State aid rules remain one of the decisive factors in dealing with distressed bank situations. While the new bank resolution framework limits the ability of governments to recapitalise distressed banks without triggering resolution, both the BRRD and the state aid framework provide exceptions to avoid resolution and the bail-in of creditors. However, the European Commission and the Single Resolution Board made it clear that they interpret these exceptions narrowly. This puts the emphasis on how to avoid resolution and the burden sharing requirements under state aid rules. Some recent cases demonstrate that these efforts can be successful even if it involves some sort of state involvement. As Italy continues to reform its banking sector by forcing weaker players to merge or raise capital and looks to find means of support, the framework of the BRRD and its interaction with the EU's state aid rules will continue to be a subject for debate.
SHORT OVERVIEW ON DG COMP PROCEDURE
State aid needs to be notified to and approved by the European Commission before it can be implemented. If this is not respected the Commission may also investigate aid ex oficio. The steps in a state aid investigation are as follows:
1. The Member State wishing to grant a State aid will enter into pre-notification talks with the European Commission. They are especially important in banking restructuring cases. Here, the Commission and the Member State concerned try to reach an agreement on the restructuring plan even before the aid is officially notified.
2. Then the Member State notifies the aid or the Commission starts an ex officio investigation. If an agreement had been already reached during the pre-notification talks, the Commission will immediately publish a press release, in order to ease the financial markets.

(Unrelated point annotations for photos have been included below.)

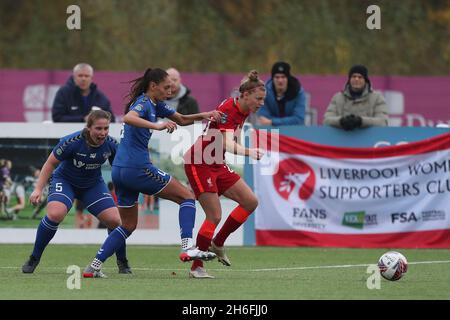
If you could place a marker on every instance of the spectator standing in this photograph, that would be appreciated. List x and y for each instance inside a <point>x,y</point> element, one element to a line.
<point>357,106</point>
<point>180,98</point>
<point>285,100</point>
<point>79,96</point>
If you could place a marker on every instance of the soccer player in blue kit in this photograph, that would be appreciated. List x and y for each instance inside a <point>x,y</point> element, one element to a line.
<point>134,173</point>
<point>75,170</point>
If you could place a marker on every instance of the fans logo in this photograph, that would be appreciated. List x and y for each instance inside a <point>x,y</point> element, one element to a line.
<point>294,180</point>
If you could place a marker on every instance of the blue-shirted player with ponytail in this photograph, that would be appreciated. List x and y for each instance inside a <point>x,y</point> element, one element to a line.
<point>134,173</point>
<point>75,170</point>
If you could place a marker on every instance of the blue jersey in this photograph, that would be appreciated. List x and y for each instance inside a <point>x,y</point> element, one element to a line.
<point>81,163</point>
<point>133,149</point>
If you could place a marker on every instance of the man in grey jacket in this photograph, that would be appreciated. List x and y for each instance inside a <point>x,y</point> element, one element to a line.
<point>358,106</point>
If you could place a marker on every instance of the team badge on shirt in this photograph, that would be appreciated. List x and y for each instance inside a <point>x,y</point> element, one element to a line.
<point>224,118</point>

3. At the end of the preliminary phase, the Commission will either decide (i) that the plans do not involve aid, (ii) involve aid that is compatible with the internal market, or (iii) that it has serious doubts as to the compatibility of the plans with the State aid rules and will therefore open a formal investigation. A non-confidential version of this 'Opening Decision' will be published in the Official Journal of the European Union, where it invites all interested third parties to submit observations.
4. Once the Commission has concluded its in-depth investigation it will take a decision determining whether or not the plans amount to state aid, and if so, whether that aid is compatible with the internal market (the Commission may also reach a conditional decision stating that the aid would be compatible if certain conditions are respected).
5. Key issues for the assessment:
a. aid granted to the bank must be subject to the appropriate level of remuneration; for each aid instrument, specific rules are provided in the Commission's Communications, including market price orientated minimum remuneration requirements for recapitalisations;
b. the bank has to demonstrate through the capital raising plan that it has undertaken all possible capital raising measures to minimise the public intervention;
c. if the capital raising measures are not sufficient to meet the capital shortfall, bail-in is imposed on shareholders and subordinated creditors; contributions from senior debt holders or depositors are not required as a mandatory component of burden sharing, although Member States are free to do so;
d. the bank has to prevent all outflows of capital and junior debt from the moment when it becomes aware of the possibility that it may need to resort to state aid.